From the American Radio Relay League, Hurricane Watch Net to Activate as Louisiana Braces for Marco and Laura
The Hurricane Watch Net (HWN) will activate for Hurricane Marco today (Sunday, August 23) at 2100 UTC on 14.325 MHz, switching to 7.268 MHz at 2300 UTC, where operation will continue until 0100 UTC. Just barely a category 1 hurricane, Marco is forecast to make landfall on Monday afternoon.
“The purpose of this activation is to line up reporting stations for Marco as well as for Laura, which is to affect this same region most likely late Wednesday or early Thursday,” HWN Manager Bobby Graves, KB5HAV, said. “The HWN will reactivate on Monday, August 24, at 1300 UTC on 14.325 MHz to collect and forward surface reports to forecasters at the National Hurricane Center.”
Louisiana Section Emergency Coordinator Jim Coleman, AI5B, reported earlier this weekend that Louisiana Amateur Radio Emergency Service (ARES®) was on alert status, and the LA-ARES HF net was on active standby, set to begin monitoring 3.878 MHz after 0100 UTC on Monday, August 24, [Sunday evening in North America]. ARES will go to stand-by status at that time.

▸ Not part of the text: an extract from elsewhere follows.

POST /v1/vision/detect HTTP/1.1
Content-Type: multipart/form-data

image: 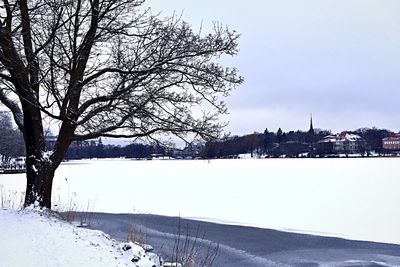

One ARES team in Manatee County, Florida, is on stand-by status.
In a message Saturday evening to Louisiana ARES members, Coleman said net coordinators for the Louisiana ARES Emergency Net, the Louisiana Traffic Net, and the Delta Division Emergency Net were being notified that their services will likely be needed this week.
“Emergency [Ham Aid] communications kits from ARRL Headquarters have been pre-positioned in Louisiana in preparation for this event,” he said. “The American Red Cross may need volunteers to provide emergency communications at shelters.”
As of 1800 UTC on Sunday, Marco was about 280 miles south-southeast of the mouth of the Mississippi River and about 440 miles southeast of Lafayette, Louisiana, with maximum sustained winds of 75 MPH. Marco is moving to the north-northwest at 14 MPH.
The National Hurricane Center reported at 1800 UTC on Sunday that Marco is expected to continue on its current track and motion through Sunday night, followed by a turn to the northwest by Monday. “On the forecast track, Marco will cross the central Gulf of Mexico [Sunday] and will approach southeastern Louisiana on Monday. A gradual turn toward the west-northwest with a decrease in forward speed is expected after Marco moves inland,” the NHC said.
A Storm Surge Warning is in effect for Morgan City, Louisiana, to Ocean Springs, Mississippi, and for Lake Borgne. A Hurricane Warning is in effect for Morgan City to the mouth of the Pearl River
Tropical Storm Laura is not likely to make landfall in Louisiana until the afternoon of Wednesday, August 26. As of 1800 UTC on Sunday, TS Laura was heading toward eastern Cuba. Heavy rainfall and life-threatening flash flooding continue over portions of the Dominican Republic and Haiti.
As of 1800 UTC, Laura was about 55 miles from the eastern tip of Cuba and 80 miles south east of Guantanamo Cuba, with maximum sustained winds of 50 MPH. The storm is moving west-northwesterly at 21 MPH.